Triangular numbers: n(n + 1)/2
1, 3, 6, 10, 15, 21, 28, 36 …
Square numbers: n²
1, 4, 9, 16, 25, 36
Pentagonal numbers: n(3 n - 1)/2
1, 5, 12, 22, 35, 51, 70 …
Lots of triangular squares (e.g. 36)
Lots of square pentagonals (e.g.9801, 94109401)
I conjecture there are no triangular square pentagonal numbers. Machine search out to around 10^16 puts a lower bound on such a number (and that took a LONG runtime). Can anyone give me a proof, though? I think this would need some quite deep mathematics and would actually be a significant result, if that's any incentive.
Figurate numbers: http://mathworld.wolfram.com/FigurateNumber.html
UPDATE: yes, I meant other than the trivial result of unity.
UPDATE 2: gianlino, thanks, last time I checked Mathworld that entry either wasn't their or I missed it. It's a satisfactory answer, and it seems like the conjecture is correct.
3 Answers
- gianlinoLv 71 decade agoFavorite Answer
There is a list triangular pentagonals and it increases very fast.
http://mathworld.wolfram.com/PentagonalTriangularN...
"1, 210, 40755, 7906276, 1533776805, ... (Sloane's A014979)."
The induction rule is N_k = 194 N_(k-1) - N_(k-2) + 16 with N_0 = 0 and N_1 = 1.

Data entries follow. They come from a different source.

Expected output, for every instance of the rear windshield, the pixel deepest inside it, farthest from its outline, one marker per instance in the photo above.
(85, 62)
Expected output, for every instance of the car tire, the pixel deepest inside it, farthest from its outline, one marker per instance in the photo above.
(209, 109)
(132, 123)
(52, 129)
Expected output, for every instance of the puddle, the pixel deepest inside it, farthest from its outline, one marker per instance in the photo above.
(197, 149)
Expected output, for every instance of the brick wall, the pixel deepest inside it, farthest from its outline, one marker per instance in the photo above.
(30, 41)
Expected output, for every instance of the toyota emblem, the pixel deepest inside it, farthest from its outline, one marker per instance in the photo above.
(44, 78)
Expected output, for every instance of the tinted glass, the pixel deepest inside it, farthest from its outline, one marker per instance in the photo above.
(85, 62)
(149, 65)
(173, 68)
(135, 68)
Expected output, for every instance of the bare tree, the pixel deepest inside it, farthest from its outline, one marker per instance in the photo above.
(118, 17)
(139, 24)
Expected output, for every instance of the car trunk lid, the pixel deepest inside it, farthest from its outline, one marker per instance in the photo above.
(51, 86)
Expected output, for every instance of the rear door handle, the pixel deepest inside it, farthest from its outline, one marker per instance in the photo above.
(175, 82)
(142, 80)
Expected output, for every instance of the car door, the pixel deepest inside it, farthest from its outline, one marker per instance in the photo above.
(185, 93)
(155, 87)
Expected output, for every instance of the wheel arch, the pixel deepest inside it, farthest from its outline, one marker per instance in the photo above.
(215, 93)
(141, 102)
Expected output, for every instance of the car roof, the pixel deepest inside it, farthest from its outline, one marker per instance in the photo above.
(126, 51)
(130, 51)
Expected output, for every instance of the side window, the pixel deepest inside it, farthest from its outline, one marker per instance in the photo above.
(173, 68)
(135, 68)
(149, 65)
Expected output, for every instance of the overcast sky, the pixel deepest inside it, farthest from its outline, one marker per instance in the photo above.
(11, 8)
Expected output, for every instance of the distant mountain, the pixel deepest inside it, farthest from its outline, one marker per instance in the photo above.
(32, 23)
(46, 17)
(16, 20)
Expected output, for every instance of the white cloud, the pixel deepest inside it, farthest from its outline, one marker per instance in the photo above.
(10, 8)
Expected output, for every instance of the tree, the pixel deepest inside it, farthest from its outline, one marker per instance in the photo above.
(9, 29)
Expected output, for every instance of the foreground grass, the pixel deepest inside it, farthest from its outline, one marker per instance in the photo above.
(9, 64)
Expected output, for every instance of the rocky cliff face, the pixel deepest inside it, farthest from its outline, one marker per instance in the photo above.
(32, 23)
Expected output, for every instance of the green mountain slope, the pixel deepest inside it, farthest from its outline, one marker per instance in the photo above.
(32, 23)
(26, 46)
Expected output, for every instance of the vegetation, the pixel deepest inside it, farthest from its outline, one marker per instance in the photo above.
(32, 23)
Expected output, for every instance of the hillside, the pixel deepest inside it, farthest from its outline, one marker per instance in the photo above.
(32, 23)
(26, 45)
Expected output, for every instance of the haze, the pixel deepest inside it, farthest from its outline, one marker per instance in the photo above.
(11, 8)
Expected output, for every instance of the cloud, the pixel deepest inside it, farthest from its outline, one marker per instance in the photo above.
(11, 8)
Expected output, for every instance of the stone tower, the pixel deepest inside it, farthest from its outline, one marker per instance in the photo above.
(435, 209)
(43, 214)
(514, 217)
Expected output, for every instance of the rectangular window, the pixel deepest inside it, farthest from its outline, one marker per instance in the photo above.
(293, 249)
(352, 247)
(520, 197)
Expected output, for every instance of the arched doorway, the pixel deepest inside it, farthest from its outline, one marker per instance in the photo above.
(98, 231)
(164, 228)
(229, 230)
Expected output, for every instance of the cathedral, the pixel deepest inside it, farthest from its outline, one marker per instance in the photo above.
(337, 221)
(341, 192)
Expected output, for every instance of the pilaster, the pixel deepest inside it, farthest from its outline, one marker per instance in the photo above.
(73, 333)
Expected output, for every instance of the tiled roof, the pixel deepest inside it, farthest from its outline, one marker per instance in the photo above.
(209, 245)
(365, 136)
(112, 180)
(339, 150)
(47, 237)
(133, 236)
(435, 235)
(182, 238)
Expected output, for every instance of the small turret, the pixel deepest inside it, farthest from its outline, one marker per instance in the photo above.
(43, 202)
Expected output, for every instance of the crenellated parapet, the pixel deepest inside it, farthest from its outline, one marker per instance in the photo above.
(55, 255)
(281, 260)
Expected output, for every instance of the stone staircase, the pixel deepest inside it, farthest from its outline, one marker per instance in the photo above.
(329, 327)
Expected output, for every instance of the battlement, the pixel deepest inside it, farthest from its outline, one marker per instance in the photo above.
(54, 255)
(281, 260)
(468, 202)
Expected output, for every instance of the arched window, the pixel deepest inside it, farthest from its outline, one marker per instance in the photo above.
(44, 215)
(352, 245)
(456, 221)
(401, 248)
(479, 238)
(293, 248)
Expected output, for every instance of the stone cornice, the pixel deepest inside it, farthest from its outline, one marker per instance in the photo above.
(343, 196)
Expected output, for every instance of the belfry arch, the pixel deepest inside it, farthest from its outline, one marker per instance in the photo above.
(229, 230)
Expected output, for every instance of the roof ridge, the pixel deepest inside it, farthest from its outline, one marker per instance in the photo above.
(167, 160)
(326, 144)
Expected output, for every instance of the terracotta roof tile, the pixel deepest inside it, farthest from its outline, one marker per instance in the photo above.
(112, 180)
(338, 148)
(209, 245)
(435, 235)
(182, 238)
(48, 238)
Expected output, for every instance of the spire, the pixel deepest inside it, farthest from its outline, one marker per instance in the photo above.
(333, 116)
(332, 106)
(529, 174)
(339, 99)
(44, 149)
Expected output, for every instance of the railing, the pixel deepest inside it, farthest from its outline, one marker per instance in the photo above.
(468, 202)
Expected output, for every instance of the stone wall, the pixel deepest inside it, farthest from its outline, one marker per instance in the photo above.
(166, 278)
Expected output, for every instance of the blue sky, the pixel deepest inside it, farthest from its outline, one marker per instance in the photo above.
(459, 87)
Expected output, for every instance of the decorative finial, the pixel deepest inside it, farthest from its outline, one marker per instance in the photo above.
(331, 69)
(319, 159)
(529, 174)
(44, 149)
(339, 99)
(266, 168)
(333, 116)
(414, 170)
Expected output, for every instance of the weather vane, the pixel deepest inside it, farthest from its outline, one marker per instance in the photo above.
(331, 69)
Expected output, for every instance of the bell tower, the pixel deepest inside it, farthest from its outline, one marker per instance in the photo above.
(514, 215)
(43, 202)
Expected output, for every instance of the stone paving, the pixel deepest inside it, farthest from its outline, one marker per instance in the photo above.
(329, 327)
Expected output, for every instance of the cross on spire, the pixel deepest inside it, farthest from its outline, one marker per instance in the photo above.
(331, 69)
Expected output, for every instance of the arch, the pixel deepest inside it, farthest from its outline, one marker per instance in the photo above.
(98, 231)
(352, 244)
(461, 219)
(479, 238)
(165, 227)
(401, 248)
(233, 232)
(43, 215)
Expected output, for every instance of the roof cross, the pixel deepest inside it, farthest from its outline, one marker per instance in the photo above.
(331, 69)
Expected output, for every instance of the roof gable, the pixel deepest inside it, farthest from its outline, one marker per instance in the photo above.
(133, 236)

Similarly for triangular squares, the induction rule is
N_k = 34 N_(k-1) - N_(k-2) + 2 with N_0 = 0 and N_1 = 1.
To show that these 2 sequences don't intersect after 0 or 1 is hard. However according to
http://mathworld.wolfram.com/PentagonalSquareTrian...
this has been done.
- MathsorcererLv 71 decade ago
Yes, there is one triangular, square, pentagonal number--1.
Of course, that is the trivial result. I know you want a different one; I am looking into it at this time.